If, when told the poor have no bread, a conservative points out that farm subsidies the federal government unconstitutionally doles out increase the price of that bread, leftists interpret this as, “Let them eat cake.” Indeed, any answer save, “Then give them some bread and charge it to the 1 percent who pay 39 percent of the federal income taxes (while earning 18 percent of the pre-tax income)!” gets us branded as the moral equivalent of Marie Antoinette.

The Democrats in Congress and the White House seem to think there is a bottomless pit of wealth into which they can reach to bail out failing businesses, fund desperate spending sprees in hopes of “stimulating” the economy, and tack still more federal programs onto the rickety scaffolding of the bureaucracy that has still not won the “War on Poverty” Lyndon Johnson declared more than 40 years ago. They think, to rework the Marie Antoinette metaphor a bit, that they can have their cake and let us peasants eat it, too.

There is no bottomless pit of wealth. Their socialist vision of America’s future is eroding the spirit of enterprise that is necessary to create wealth. They are gobbling up the last of the bread and the cake and there are not enough productive bakers to replenish the supply.

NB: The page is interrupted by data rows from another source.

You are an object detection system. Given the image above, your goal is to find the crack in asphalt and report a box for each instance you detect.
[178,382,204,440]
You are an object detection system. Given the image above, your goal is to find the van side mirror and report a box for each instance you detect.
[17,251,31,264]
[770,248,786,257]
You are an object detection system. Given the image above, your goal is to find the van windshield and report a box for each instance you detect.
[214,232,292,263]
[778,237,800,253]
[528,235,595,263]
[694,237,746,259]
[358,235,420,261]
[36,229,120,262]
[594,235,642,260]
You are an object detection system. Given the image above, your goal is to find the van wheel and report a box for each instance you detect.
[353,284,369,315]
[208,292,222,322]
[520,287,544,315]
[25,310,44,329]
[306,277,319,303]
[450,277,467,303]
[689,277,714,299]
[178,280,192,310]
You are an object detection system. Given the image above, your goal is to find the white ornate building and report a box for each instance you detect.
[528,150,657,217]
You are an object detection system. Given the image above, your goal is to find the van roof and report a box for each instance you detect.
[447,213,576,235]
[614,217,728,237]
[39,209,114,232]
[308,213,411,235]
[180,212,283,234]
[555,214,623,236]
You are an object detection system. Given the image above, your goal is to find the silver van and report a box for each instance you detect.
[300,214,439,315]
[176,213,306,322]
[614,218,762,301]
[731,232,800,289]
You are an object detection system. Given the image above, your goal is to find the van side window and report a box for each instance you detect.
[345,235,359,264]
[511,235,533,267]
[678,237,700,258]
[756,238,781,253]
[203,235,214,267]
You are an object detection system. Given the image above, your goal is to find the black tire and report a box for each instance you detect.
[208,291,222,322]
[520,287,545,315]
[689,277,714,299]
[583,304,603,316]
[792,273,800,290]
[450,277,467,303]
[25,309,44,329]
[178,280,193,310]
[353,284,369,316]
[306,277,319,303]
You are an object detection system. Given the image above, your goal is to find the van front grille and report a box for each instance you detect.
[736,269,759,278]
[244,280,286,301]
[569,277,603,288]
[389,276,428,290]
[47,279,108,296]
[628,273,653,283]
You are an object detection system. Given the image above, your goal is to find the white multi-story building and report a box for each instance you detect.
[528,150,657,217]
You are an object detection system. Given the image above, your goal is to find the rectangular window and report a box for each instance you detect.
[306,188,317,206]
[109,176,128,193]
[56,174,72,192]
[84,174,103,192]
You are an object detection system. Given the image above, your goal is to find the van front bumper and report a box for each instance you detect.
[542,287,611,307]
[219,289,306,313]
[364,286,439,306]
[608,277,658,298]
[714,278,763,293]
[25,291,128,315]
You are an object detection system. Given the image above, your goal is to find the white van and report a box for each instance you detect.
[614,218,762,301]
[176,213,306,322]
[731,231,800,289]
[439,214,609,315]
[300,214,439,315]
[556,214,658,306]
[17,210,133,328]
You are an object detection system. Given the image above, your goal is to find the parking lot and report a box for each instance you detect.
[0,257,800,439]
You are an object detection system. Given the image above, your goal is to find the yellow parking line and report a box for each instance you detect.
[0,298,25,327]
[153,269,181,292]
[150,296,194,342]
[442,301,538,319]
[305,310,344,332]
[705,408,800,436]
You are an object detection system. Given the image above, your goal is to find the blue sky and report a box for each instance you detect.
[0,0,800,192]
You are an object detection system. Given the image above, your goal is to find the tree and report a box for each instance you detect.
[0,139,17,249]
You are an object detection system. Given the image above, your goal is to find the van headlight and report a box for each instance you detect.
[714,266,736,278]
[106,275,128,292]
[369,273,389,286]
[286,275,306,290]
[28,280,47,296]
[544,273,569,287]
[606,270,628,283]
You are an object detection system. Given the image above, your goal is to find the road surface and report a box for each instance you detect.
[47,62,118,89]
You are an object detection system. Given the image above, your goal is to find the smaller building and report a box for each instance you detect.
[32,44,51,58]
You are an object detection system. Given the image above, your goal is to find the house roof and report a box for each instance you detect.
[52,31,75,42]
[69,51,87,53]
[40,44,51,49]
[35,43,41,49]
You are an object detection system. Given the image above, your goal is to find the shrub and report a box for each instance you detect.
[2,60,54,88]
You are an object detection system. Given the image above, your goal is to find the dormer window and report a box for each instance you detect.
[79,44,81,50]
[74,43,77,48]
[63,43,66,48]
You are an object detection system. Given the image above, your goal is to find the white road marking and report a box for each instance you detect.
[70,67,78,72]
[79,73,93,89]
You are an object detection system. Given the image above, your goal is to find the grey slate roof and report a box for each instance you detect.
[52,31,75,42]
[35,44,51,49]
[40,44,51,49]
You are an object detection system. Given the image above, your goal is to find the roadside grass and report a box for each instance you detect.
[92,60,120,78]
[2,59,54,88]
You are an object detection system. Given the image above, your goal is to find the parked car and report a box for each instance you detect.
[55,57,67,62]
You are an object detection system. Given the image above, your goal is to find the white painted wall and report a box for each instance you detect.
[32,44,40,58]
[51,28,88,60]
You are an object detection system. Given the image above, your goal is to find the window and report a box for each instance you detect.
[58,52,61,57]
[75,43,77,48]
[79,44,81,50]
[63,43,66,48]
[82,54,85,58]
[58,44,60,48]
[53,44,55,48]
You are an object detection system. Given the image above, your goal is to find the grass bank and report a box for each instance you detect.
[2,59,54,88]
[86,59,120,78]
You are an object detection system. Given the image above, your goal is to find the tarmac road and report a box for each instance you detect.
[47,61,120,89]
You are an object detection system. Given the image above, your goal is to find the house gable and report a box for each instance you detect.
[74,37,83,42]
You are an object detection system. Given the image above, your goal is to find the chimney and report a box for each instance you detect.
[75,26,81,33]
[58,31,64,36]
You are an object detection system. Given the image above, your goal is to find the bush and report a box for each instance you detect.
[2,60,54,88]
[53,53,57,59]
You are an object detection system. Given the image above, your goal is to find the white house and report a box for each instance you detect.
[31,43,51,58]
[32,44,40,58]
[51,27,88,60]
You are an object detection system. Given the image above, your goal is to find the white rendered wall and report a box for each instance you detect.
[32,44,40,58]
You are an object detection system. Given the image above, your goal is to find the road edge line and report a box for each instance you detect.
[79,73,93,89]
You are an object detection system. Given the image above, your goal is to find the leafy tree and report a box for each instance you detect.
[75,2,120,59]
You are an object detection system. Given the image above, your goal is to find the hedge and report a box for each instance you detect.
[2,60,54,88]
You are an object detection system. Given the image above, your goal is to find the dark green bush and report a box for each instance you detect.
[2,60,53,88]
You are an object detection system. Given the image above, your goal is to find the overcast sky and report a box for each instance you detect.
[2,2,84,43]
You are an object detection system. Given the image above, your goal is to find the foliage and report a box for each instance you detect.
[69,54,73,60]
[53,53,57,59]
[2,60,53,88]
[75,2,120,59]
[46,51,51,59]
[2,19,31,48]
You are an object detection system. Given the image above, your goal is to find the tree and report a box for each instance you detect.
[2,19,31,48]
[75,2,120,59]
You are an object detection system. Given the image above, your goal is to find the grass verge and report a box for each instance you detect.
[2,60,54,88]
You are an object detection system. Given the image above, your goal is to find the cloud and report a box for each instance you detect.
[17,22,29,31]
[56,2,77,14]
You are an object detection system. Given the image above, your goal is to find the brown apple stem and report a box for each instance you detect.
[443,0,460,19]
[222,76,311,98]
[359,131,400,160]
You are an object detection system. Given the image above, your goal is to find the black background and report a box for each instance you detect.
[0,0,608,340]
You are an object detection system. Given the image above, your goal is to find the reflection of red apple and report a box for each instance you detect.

In the final analysis, where conservatives and leftists differ, it is because the latter are utopians and the former are not.  Conservatives do not believe government can solve all the ills of the world. The world has always, and will always, have ills to spare. Recognizing this is not tantamount to saying with brutal unconcern, “Let them eat cake.”

About the utopian dreamers who think they can fix all the ills of the world if only we relinquish to them enough of our money and our liberty, I will say, “Let them read the Constitution.”